I - Wisdom and Science
  • Philosophy = the love of wisdom
  • For Aristotle, love = desire, wisdom = intuition and scientific knowledge of the most valuable things
    • Goal or end of an activity (thing at which it aims) is key to understanding it
    • Must not only know something is true, but why it is true
    • Fact = must mean that something cannot be otherwise than what it is, it is necessary - if I was not born, it would not violate any law of nature for example. Therefore, I am not a fact but can have facts about our broader species
  • First substance = any individual entity (dog, horse, chair, etc.)
  • Second substance = the species in general
    • Can only have facts about secondary substances
  • The Four Causes (revolves around changes, can be found in every change and don't require an intelligent being)
    1. Place - Motion, or change of place
    2. Substance - the coming to be or passing away of a thing (generation or corruption - conception, death)
    3. Quantity - Growth and diminution (putting on weight)
    4. Quality - alteration in quality (changing colors or getting warm)
  • Form does not mean shape - if stand by fire, getting form of "warmth"
  • Subject = what is undergoing the change
  • In all artificial processes, the agent cause (active element) is external whereas for natural processes, the agent cause is internal
  • Qua = in the function, character or capacity of
  • First cause to try to identify is the end - where will something naturally terminate?
  • Seek form by asking what characteristics distinguish the end from the beginning
  • Identify the matter by asking what received the form
  • Figure out agent by asking what brought about this process? what initiated the change?
  • The Vocabulary of Science
    • Nature = nature of a thing (the cause of something behaving someway)
    • Believed there existed 5 elements - earth, wind, fire, water and ethereal
    • Essential attributes - attributes which something must have in order to be that thing.

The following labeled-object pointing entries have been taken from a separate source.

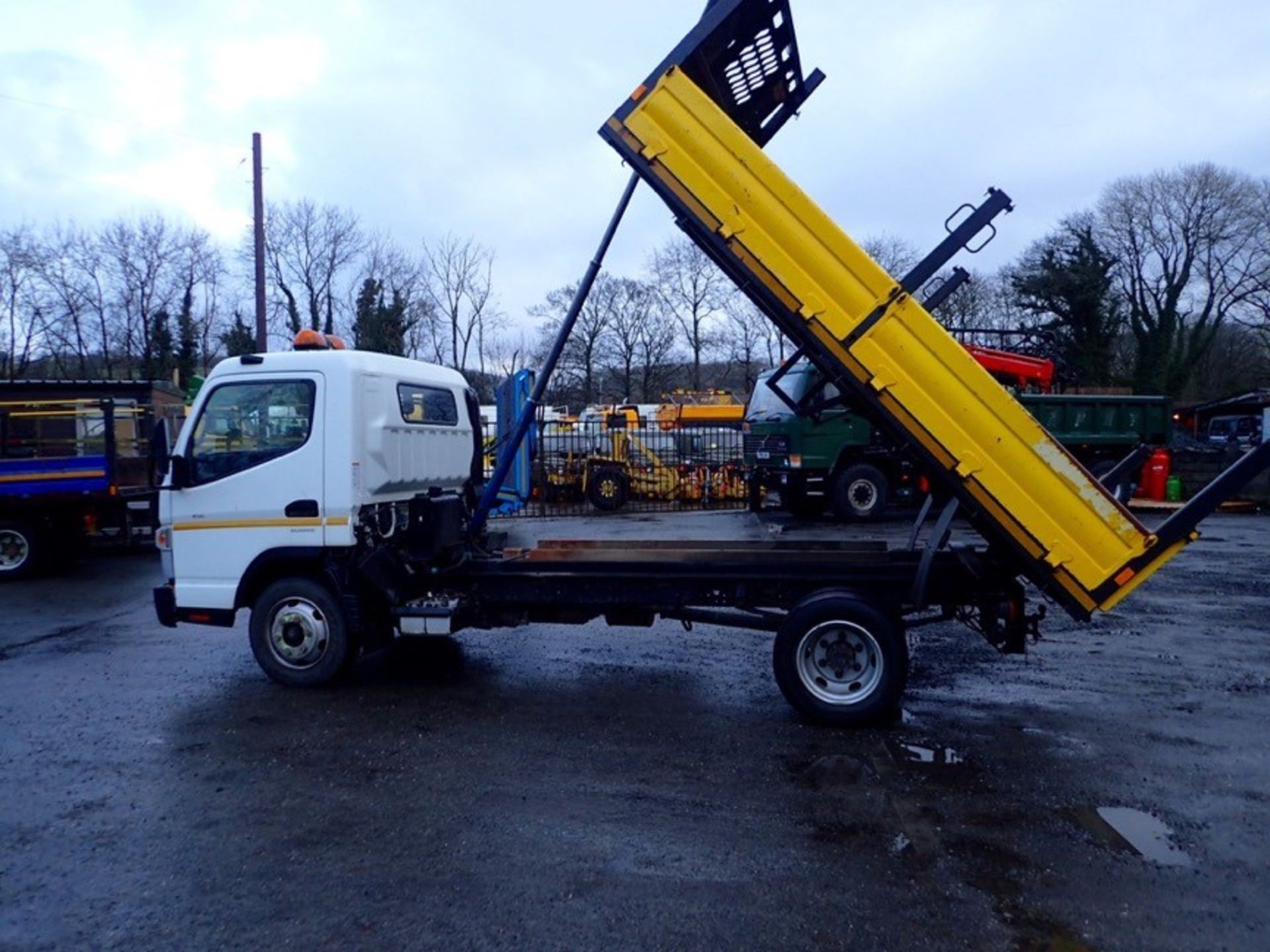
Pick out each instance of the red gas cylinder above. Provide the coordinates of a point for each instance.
(1155, 475)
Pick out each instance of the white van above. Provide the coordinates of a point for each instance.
(285, 454)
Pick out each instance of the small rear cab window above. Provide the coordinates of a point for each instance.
(427, 405)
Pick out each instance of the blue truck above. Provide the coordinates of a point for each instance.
(75, 466)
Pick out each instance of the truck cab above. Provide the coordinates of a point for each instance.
(286, 457)
(828, 459)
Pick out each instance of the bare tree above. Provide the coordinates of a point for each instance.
(579, 361)
(1191, 245)
(73, 301)
(691, 290)
(139, 260)
(19, 313)
(308, 251)
(204, 278)
(745, 337)
(657, 343)
(894, 254)
(634, 306)
(404, 280)
(460, 284)
(508, 353)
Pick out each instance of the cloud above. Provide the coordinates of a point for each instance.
(479, 118)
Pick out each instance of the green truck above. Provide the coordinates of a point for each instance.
(827, 456)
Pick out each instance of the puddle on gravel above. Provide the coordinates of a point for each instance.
(1133, 832)
(923, 756)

If it didn't it would be something else
    • Property same as essential attribute but it can only belong to that species (humans and rationality)
  • The Form of Scientific Explanation
    • Demonstration = argument
      • Tightness of fit - how strictly the conclusion follows from the premises
      • Validity - conclusion follows directly from the premises
    • Organon - Six treatises on logic
      • Categories - classification of words (substance, quantity, quality, relation, place, time, position, having, acting, being acted upon)

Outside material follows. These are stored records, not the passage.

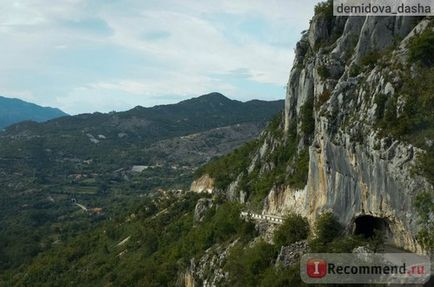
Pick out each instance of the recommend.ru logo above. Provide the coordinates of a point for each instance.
(362, 268)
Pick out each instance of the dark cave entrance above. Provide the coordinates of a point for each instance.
(366, 225)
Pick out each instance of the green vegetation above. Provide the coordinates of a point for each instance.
(293, 229)
(424, 204)
(159, 247)
(323, 98)
(246, 265)
(254, 266)
(370, 59)
(225, 169)
(421, 48)
(324, 8)
(323, 72)
(307, 117)
(415, 122)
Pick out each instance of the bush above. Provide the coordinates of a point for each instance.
(225, 169)
(327, 229)
(323, 72)
(293, 229)
(324, 8)
(355, 70)
(424, 204)
(370, 59)
(421, 48)
(323, 98)
(306, 117)
(247, 265)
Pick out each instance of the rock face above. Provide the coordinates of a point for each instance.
(202, 207)
(353, 170)
(204, 184)
(343, 68)
(290, 255)
(208, 271)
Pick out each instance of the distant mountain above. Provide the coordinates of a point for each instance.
(120, 139)
(14, 110)
(109, 161)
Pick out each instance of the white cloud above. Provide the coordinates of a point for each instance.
(169, 48)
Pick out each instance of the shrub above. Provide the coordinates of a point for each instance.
(246, 265)
(327, 229)
(323, 98)
(323, 72)
(306, 117)
(424, 204)
(380, 101)
(293, 229)
(324, 8)
(355, 70)
(370, 59)
(421, 48)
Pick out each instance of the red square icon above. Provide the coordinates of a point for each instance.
(316, 268)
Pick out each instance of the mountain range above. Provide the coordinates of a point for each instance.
(14, 110)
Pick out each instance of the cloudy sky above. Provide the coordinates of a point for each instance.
(104, 55)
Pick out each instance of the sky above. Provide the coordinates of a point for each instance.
(112, 55)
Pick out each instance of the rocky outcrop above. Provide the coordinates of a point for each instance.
(290, 255)
(203, 205)
(342, 67)
(208, 271)
(204, 184)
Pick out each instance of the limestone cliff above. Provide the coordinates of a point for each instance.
(345, 142)
(355, 168)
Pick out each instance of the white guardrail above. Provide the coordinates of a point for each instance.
(262, 217)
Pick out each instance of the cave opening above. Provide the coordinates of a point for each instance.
(366, 225)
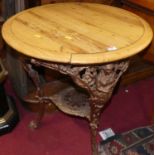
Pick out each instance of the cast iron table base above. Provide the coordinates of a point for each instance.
(98, 81)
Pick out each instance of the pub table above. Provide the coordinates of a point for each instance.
(90, 43)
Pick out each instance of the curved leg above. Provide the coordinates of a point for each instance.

    • On Interpretation (propositions) - simplest sentences
      • Prior analytics - identify forms of syllogism which are valid (all A are B...)
      • Posterior analytics
      • Point of demonstration is to show the fact stated in the conclusion is necessary
      • Something can be self-evident (intuition) or needs evidence to be proven as necessary
  • What Wisdom Knows
    • Most valuable things = most universal principles and causes (metaphysics), the soul and the gods
  • The Soul
    • For the Greeks, soul = whatever gives life to an organism (therefore, all animals and plants have souls too)
    • Only prime matter can create anything but nobody has access to this
    • Aristotle differentiates between actuality and potentiality (and differs depending on POV)
    • Potential = the capability of something to receive form, or the power to act
    • Soul is source of active potentiality
    • Soul is that form which enables an organism to carry out life functions (for humans, soul takes form of a living body or a state of activity)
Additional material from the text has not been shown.